À l’inverse de la reliance, la déliance c’est ce qui délie la personne de ses racines. Cela ne veut pas dire qu’elle est privée d’information et qu’elle n’est pas réseautée, mais qu’elle est déracinée.
La déliance est un phénomène culturel qui accompagne le développement des sociétés occidentales contemporaines.
Chez les personnes en situation critique de rupture sociale la déliance est profonde; elle atteint toutes les sphères de la vie d’une personne.
On peut ici parler de problème de santé relationnelle, selon l’expression de Léonie Couture.

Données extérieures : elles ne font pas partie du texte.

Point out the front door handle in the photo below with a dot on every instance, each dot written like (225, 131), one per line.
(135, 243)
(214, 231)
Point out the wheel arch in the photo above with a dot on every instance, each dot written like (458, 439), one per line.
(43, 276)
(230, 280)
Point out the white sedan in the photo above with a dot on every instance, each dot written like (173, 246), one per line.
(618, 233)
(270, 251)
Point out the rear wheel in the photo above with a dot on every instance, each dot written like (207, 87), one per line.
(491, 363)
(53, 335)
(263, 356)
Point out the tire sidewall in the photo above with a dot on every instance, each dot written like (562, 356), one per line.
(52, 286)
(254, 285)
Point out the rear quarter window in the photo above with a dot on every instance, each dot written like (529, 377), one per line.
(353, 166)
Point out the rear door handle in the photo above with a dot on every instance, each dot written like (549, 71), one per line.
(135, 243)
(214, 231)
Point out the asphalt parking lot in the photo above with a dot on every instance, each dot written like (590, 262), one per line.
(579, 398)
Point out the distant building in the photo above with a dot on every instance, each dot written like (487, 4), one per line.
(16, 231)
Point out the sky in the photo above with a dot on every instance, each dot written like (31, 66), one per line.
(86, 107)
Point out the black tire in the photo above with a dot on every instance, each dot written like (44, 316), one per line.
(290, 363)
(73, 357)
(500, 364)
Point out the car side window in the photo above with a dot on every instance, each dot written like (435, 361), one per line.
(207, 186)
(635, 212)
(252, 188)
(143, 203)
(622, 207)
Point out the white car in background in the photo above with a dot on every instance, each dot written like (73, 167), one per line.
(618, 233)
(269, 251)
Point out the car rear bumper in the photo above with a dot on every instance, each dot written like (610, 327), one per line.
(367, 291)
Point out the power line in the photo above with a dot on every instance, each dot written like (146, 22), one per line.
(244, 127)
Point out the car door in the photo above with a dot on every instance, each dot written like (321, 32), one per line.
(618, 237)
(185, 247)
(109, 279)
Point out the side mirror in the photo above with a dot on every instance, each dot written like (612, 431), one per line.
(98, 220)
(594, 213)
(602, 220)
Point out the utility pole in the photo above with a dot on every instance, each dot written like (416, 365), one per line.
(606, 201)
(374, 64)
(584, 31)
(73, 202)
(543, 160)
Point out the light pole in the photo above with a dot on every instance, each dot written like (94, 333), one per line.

Deux stratégies prennent en compte spécifiquement l’importance du besoin de reliance des personnes en situation critique de rupture sociale :
Le développement d’une culture de l’accompagnement;
Le développement d’une culture de collaboration interorganisationnelle communautaire/publique.
Pour développer une culture de l’accompagnement :
Distinguer l’accompagnement du suivi;
Placer le savoir expérientiel au centre de l’approche.
Pour développer une culture de collaboration interorganisationnelle :
Placer le développement de la collaboration interorganisationnelle au centre des responsabilités des gestionnaires et des intervenants;
Passer du rapport de force centré sur les intérêts des organisations, à l’engagement et la confiance centrés sur les intérêts des personnes.